Abstract

The biointegration of implants affects their function, stability and safety. Although most research on this topic has focused on bone and other hard tissues, biointegration with soft tissues is important in numerous applications, such as in prosthetic corneas. Here, we have adapted polydopamine-based adhesive surface chemistry to enhance the biointegration with soft tissue of a model polymer—poly(methyl methacrylate) (PMMA), commonly used in prosthetic corneas.
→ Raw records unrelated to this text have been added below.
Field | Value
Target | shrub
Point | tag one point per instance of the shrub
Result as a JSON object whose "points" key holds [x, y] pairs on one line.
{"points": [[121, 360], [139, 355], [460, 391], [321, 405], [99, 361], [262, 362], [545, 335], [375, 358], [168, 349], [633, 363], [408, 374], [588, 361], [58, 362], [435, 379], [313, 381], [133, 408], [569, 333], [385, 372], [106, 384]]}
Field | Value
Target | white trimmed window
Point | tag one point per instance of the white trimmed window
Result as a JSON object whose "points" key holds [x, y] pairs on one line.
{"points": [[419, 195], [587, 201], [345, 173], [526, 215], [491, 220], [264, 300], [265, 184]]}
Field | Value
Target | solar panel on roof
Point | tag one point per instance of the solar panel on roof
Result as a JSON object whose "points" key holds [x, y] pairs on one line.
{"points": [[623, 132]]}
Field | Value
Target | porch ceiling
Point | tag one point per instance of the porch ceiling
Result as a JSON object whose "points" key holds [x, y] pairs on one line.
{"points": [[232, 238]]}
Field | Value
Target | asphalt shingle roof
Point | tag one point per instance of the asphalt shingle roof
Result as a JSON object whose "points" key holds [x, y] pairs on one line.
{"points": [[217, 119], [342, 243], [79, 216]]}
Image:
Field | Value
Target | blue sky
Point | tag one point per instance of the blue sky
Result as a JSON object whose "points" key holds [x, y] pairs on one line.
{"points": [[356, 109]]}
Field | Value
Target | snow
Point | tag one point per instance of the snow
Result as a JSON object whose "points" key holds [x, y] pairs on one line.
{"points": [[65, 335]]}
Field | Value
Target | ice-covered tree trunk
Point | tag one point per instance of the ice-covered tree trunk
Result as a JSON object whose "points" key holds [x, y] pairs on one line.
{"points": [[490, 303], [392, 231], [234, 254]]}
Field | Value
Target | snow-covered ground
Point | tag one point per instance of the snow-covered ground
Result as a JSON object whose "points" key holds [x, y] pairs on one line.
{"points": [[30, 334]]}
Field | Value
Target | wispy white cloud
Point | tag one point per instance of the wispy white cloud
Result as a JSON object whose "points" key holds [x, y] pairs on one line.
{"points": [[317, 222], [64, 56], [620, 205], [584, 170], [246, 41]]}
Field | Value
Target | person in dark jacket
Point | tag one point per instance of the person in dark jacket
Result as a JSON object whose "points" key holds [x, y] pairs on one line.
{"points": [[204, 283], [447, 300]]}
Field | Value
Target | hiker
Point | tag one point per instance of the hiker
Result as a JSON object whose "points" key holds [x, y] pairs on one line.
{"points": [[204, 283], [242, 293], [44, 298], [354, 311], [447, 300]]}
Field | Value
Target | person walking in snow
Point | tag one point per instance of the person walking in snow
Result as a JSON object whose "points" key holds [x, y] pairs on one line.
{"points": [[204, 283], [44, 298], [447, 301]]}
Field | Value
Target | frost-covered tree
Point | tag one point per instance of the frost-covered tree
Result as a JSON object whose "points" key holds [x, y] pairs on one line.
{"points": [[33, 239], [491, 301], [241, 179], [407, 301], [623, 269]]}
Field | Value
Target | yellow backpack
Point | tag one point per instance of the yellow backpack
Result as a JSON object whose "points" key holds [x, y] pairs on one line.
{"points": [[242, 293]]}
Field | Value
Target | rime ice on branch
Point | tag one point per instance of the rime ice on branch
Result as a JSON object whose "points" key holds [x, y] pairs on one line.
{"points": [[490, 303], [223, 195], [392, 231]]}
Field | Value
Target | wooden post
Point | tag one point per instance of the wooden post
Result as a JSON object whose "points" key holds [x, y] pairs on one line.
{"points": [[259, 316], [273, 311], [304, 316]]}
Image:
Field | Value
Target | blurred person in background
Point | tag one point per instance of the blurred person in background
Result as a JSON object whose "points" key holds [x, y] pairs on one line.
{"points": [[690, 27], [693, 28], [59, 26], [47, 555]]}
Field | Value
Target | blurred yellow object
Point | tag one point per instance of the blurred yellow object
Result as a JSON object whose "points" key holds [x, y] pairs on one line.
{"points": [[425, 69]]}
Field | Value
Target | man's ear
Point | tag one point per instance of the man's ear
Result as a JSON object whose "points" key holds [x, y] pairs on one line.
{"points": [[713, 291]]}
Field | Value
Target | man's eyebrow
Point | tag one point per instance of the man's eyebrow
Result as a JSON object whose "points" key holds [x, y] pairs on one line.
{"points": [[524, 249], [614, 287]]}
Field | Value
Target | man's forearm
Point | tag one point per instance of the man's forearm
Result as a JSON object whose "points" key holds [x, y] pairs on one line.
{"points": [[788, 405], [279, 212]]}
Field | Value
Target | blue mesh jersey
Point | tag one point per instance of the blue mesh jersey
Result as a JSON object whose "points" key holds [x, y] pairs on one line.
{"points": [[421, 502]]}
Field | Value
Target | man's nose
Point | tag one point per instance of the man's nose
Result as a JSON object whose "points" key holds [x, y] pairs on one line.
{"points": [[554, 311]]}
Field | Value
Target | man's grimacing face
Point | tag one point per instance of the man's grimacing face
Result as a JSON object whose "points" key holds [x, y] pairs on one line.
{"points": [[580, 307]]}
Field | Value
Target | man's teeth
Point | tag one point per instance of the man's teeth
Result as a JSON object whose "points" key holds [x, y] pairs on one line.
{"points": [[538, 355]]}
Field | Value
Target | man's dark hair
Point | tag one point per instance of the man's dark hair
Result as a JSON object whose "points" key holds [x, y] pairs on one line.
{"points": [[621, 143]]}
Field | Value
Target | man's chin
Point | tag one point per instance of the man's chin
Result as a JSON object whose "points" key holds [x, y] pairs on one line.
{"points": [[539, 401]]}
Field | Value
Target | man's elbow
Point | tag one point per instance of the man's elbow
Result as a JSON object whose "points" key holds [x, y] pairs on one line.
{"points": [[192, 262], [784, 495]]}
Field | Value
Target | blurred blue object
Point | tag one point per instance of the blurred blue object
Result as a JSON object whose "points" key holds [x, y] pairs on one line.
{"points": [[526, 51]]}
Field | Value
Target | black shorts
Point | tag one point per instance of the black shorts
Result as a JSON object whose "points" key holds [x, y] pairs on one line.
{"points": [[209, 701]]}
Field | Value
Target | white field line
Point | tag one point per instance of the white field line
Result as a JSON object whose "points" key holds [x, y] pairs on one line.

Polydopamine coating (PDA) and subsequent modification with the cell-adhesive peptide RGD (PDA-PEG-RGD) significantly enhanced cellular proliferation of corneal epithelial cells and keratocytes without causing excessive secretion of pro-inflammatory cytokines (e.g.IL-6) by either cell type. PDA adhered tightly to collagen gels, while PDA-PEG-RGD and uncoated PMMA did not. PDA's adhesion to collagen was greatly reduced by preincubation in serum. Tissue reaction to both polydopamine-coated surfaces was benign after 45 days of subcutaneous implantation. However, in contrast to the findings with collagen gels, PDA-PEG-RGD bound much more tightly to tissue than did PDA—although both bound better than unmodified PMMA. Polydopamine-based surface chemistries are potentially useful in enhancing tissue integration of implants with soft tissues.